10/07 Verwaltungsgerichtshof;
40/01 Verwaltungsverfahren;

Norm

AVG §71 Abs1 Z1;
VwGG §46 Abs1 impl;
VwGG §46 Abs1;

Betreff

Der Verwaltungsgerichtshof hat durch die Vorsitzende Senatspräsidentin Dr. Giendl und die Hofräte Dr. Kail, Dr. Pallitsch, Dr. Hinterwirth und Dr. Moritz als Richter, im Beisein der Schriftführerin Mag. Fritz, über die Beschwerde der Adelheid Königshofer in Windhaag bei Perg, vertreten durch Mag. Georg Derntl, Rechtsanwalt in 4320 Perg, Hauptplatz 11a/Herrenstraße 1, gegen den Bescheid der Oberösterreichischen Landesregierung vom 7. Dezember 2005, Zl. UR- 180125/14-2005-Zo/Kn, betreffend Wiedereinsetzung in den vorigen Stand, zu Recht erkannt:

Spruch

Die Beschwerde wird als unbegründet abgewiesen.

Die Beschwerdeführerin hat dem Land Oberösterreich Aufwendungen in der Höhe von EUR 332,-- binnen zwei Wochen bei sonstiger Exekution zu ersetzen.

Begründung

Mit Bescheid des Bürgermeisters der Gemeinde Windhaag bei Perg vom 17. März 1992 wurden die Beschwerdeführerin und deren Ehegatte wie folgt verpflichtet:

"1. Gemäß § 36 Abs. 1 O.ö. Bauordnung, Landesgesetzblatt 35/1976, haben Sie Ihren Bau Wohnhaus Pragtal Nr. 16 auf dem Grundstück Nr. 602/1 Einlagezahl 151, Katastralgemeinde Altenburg an die gemeindeeigene Kanalisationsanlage anzuschließen und (die) von diesem Bau und den dazugehörigen Grundstücken anfallenden Abwässer in die gemeindeeigene Kanalisationsanlage einzuleiten.

...

Von der Gemeinde wird bis zu Ihrem Grundstück der Kanal auf Kosten der Gemeinde verlegt inklusive dem unmittelbar anschließenden Hausanschlussschacht an der Grundgrenze auf Ihrem Grundstück. Ab diesem Anschlussschacht ist der Anschluss Ihres Gebäudes von Ihnen unter Beachtung der gesetzlichen Bestimmungen herzustellen.
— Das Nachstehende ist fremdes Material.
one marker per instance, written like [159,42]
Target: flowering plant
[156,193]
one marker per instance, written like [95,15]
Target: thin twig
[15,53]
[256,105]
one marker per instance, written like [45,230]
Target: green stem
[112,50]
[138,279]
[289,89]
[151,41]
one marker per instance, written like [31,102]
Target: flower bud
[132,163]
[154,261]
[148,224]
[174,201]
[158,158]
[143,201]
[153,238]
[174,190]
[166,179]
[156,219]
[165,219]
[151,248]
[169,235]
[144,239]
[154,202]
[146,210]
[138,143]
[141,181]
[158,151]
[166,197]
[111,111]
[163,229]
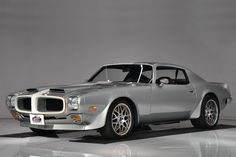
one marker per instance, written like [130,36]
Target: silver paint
[153,103]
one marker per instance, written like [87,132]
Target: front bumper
[55,126]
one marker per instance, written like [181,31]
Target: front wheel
[209,113]
[119,122]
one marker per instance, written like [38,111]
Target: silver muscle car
[121,97]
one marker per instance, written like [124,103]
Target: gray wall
[61,42]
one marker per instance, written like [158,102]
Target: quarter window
[174,75]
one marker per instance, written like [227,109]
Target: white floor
[179,140]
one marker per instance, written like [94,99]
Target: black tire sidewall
[108,130]
[204,103]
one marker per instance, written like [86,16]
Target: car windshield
[123,73]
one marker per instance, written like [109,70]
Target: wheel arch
[133,105]
[196,112]
[213,95]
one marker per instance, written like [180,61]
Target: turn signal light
[76,118]
[92,109]
[16,115]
Den Hausanschluss haben Sie innerhalb von 6 Monaten nach Inbetriebnahme der Zuleitung zur Kläranlage des Reinhalteverbandes Perg-Münzbach-Windhaag (in Perg) gemäß ÖNORM auszuführen.
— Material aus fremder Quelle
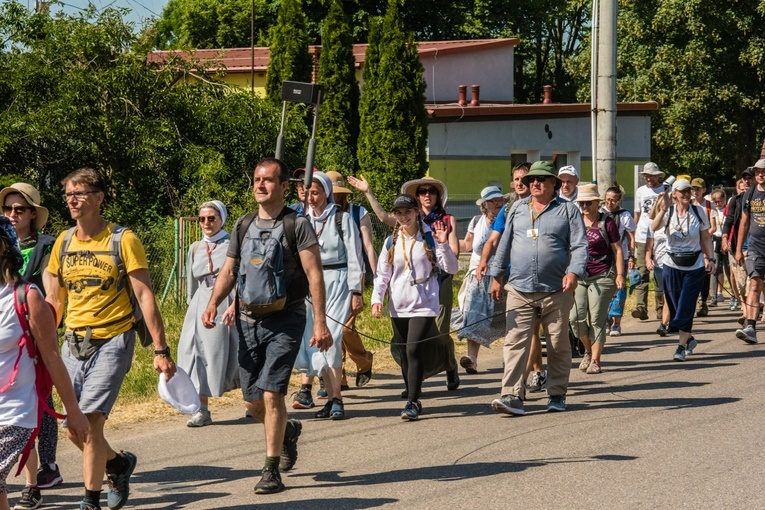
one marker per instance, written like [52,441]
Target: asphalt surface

2. Bei der Einleitung der Abwässer in den öffentlichen Kanal sind Sie gemäß § 36 Abs. 3 O.ö. Bauordnung und auf Grund des wasserrechtlichen Bescheides des Amtes der O.ö. Landesregierung vom 6.6.1988, (...), zur Einhaltung nachstehender Bedingungen und Auflagen verpflichtet:

...

5) Vor der Herstellung des Hausanschlusses haben Sie um eine baubehördliche Bewilligung beim hiesigen Gemeindeamt anzusuchen."
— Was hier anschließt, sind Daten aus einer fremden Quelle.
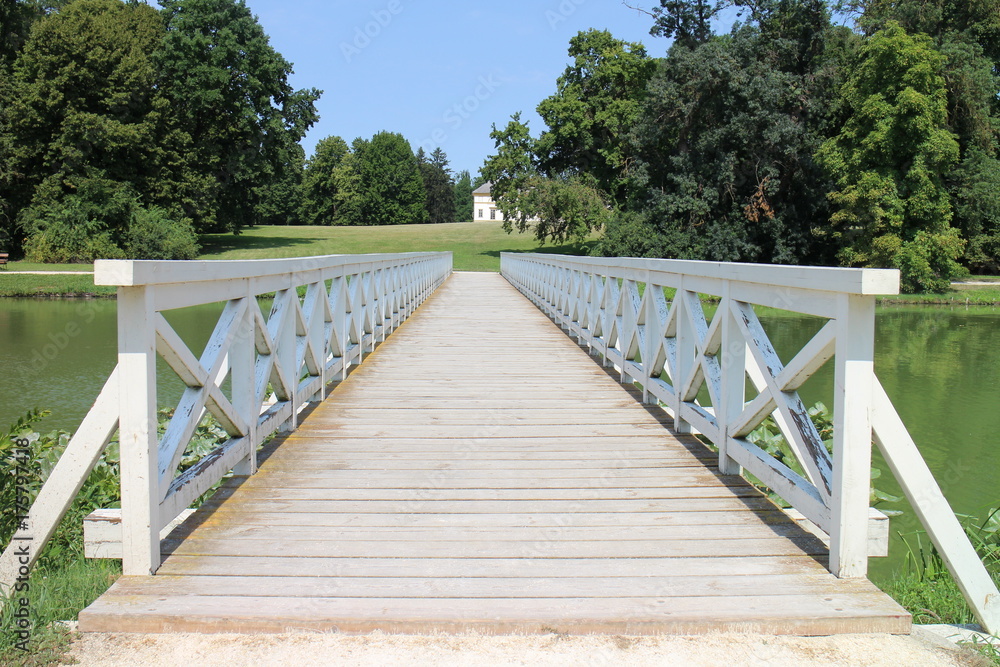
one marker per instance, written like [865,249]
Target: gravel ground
[303,650]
Mit Schreiben vom 12. Mai 1993 teilte der Bürgermeister der Gemeinde Windhaag bei Perg der Bezirkshauptmannschaft Perg mit, dass die Kanalanschlussmöglichkeit betreffend das Grundstück der Beschwerdeführerin in den letzten Tagen hergestellt worden sei, "der Grundbesitzer Dr. Josef Königshofer hat jedoch der Gemeinde und der Baufirma K./Perg verboten, den Hausanschlussschacht auf seinem Grundstück setzen zu lassen, mit der Bemerkung, er habe eine funktionierende Hauskläranlage und brauche den Kanal nicht".

Ein Antrag des Rechtsvorgängers im Eigentum der Beschwerdeführerin (d. i. der Ehegatte der Beschwerdeführerin) vom 15. März 1995 um die Ausnahme von der mit rechtskräftigem Bescheid vom 17. März 1992 erfolgten Vorschreibung der Anschlusspflicht an die gemeindeeigene Kanalisationsanlage wurde im gemeindebehördlichen Instanzenzug abgewiesen. Die gegen die abweisende Vorstellungsentscheidung der O.ö. Landesregierung vom 29. August 1997 erhobene Beschwerde der auch hier beschwerdeführenden Partei wurde mit hg. Erkenntnis vom 19. Mai 1998, Zl. 97/05/0277, als unbegründet abgewiesen.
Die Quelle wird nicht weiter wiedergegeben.